Calling #reverse_merge on an ActionController::Parameters objects sets #permitted? to false

[Hammadk]

Calling #reverse_merge on an ActionController::Parameters object sets the #permitted value to false. For example:

x = ActionController::Parameters.new(x: 1).permit(:x)
y = ActionController::Parameters.new(y: 1).permit(:y)

x.permitted? 
=> true
y.permitted?
=> true

x.merge(y).permitted?
=> true
x.reverse_merge(y).permitted?
=> false

y.merge(x).permitted?
=> true 
y.reverse_merge(x).permitted?
=> false

This is because ActionController::Parameters#merge duplicates the entire object via self.dup.update, while #reverse_merge calls ActiveSupport::HashWithIndifferentAccess#reverse_merge which only copies the values of the other hash:

def merge(hash, &block)
  self.dup.update(hash, &block)
end

def reverse_merge(other_hash)
  super(self.class.new_from_hash_copying_default(other_hash))
end

cc: @nickhoffman

[rafaelfranca]

ActionController::Parameters is going to not inherit from Hash in future versions.
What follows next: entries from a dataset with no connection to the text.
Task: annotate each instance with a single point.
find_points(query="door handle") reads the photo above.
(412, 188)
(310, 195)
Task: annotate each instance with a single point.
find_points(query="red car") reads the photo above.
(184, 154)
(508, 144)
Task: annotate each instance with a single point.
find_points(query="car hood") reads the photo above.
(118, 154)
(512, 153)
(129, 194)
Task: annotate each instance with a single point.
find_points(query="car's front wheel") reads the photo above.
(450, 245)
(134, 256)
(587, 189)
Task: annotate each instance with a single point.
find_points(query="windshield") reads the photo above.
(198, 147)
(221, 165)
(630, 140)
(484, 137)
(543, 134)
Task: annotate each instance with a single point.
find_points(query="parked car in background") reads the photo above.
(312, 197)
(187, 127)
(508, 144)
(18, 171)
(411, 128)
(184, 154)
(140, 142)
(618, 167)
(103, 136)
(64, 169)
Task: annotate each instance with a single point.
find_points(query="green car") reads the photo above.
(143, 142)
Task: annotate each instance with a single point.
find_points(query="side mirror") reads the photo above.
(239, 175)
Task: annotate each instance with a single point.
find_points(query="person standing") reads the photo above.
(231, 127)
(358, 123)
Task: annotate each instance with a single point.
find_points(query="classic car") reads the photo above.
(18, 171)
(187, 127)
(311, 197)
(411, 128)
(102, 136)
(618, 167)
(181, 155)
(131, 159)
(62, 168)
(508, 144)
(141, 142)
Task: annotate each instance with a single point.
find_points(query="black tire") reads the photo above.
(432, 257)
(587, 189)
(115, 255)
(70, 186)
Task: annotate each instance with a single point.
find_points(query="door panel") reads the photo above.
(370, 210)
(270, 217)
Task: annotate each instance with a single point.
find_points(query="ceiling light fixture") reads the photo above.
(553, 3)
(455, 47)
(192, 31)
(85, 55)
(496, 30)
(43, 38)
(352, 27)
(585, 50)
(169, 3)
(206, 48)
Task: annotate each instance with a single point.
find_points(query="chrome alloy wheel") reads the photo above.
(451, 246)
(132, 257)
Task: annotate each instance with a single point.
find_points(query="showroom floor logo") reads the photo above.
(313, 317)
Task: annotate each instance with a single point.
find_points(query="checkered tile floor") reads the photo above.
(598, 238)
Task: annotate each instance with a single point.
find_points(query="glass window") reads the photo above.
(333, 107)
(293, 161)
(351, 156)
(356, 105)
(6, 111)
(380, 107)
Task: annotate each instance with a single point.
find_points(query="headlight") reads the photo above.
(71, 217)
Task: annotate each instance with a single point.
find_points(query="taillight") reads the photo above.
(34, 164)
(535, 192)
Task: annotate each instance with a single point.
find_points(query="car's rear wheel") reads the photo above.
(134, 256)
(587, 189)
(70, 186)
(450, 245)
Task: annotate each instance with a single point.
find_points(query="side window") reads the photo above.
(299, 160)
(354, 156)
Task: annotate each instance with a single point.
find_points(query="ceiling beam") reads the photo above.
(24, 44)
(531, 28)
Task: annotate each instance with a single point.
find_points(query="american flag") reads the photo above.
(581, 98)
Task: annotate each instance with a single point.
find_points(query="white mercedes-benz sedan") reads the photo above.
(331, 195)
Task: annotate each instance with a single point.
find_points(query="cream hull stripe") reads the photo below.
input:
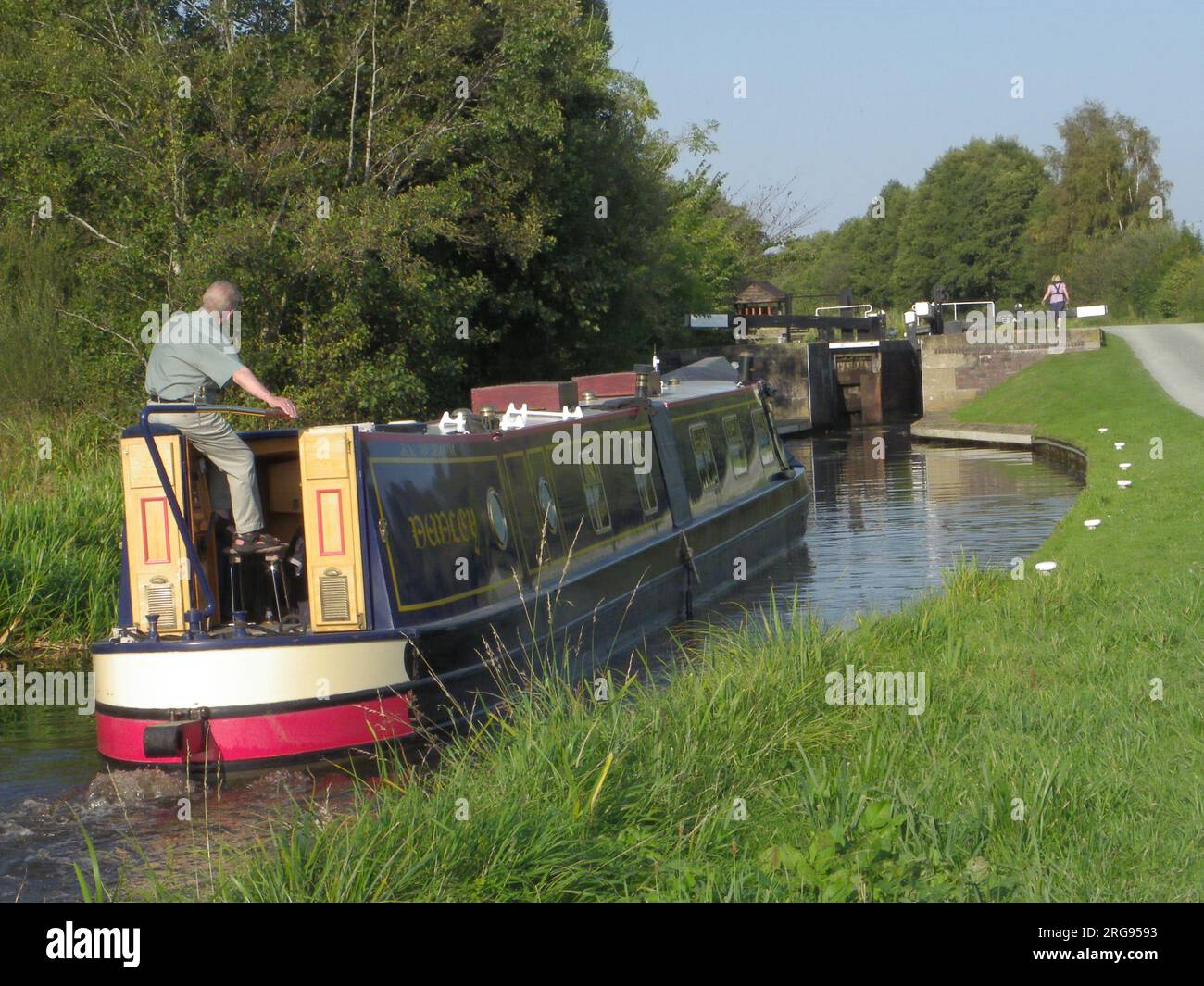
(247, 676)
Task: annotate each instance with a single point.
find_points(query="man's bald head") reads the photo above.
(221, 296)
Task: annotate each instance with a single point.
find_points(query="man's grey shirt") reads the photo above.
(191, 356)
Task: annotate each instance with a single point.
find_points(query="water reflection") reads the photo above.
(891, 514)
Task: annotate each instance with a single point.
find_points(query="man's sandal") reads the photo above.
(257, 544)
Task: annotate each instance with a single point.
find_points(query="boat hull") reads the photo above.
(263, 702)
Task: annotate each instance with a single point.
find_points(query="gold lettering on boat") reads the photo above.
(438, 529)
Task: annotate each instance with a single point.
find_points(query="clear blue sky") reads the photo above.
(853, 94)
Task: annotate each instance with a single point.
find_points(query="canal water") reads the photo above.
(889, 517)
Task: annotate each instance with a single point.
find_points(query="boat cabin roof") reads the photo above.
(706, 378)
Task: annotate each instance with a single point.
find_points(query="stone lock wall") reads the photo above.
(955, 371)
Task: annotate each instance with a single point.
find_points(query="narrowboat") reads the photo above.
(429, 564)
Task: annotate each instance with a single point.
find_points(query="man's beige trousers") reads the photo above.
(232, 483)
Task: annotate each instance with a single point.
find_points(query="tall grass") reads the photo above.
(59, 531)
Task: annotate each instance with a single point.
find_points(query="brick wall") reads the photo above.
(955, 371)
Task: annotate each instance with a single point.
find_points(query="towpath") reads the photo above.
(1174, 356)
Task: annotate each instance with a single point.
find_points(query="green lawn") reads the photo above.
(1042, 767)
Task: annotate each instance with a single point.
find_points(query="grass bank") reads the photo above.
(60, 495)
(1047, 765)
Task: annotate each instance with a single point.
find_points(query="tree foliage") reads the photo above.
(373, 173)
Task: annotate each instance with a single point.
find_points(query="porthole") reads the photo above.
(497, 518)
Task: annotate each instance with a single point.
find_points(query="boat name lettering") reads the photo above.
(440, 528)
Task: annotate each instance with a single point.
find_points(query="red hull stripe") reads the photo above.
(263, 737)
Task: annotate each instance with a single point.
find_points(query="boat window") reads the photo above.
(646, 492)
(705, 456)
(737, 454)
(546, 504)
(595, 497)
(763, 442)
(497, 518)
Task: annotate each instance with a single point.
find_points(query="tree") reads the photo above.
(1104, 177)
(963, 228)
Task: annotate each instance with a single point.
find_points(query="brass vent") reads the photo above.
(332, 590)
(161, 600)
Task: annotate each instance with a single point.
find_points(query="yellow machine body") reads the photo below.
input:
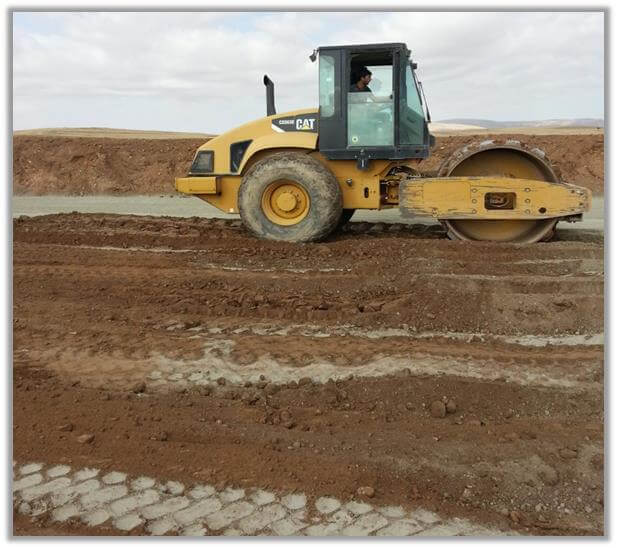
(360, 189)
(492, 198)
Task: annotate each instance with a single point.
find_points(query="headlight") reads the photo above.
(203, 162)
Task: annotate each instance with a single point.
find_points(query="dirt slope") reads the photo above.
(92, 165)
(191, 350)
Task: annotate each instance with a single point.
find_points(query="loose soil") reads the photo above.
(78, 163)
(101, 302)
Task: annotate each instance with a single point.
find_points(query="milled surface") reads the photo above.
(214, 516)
(385, 368)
When this happen reverse_merge will be not even defined on it (and neither it should be)

Thank you for reporting

[Hammadk]

@rafaelfranca Glad you have this under control. Should we add regression tests in version 0.2.4 to prevent this?

[rafaelfranca]

The implementation is not under this gem. It is only at the Rails repository and there are tests there.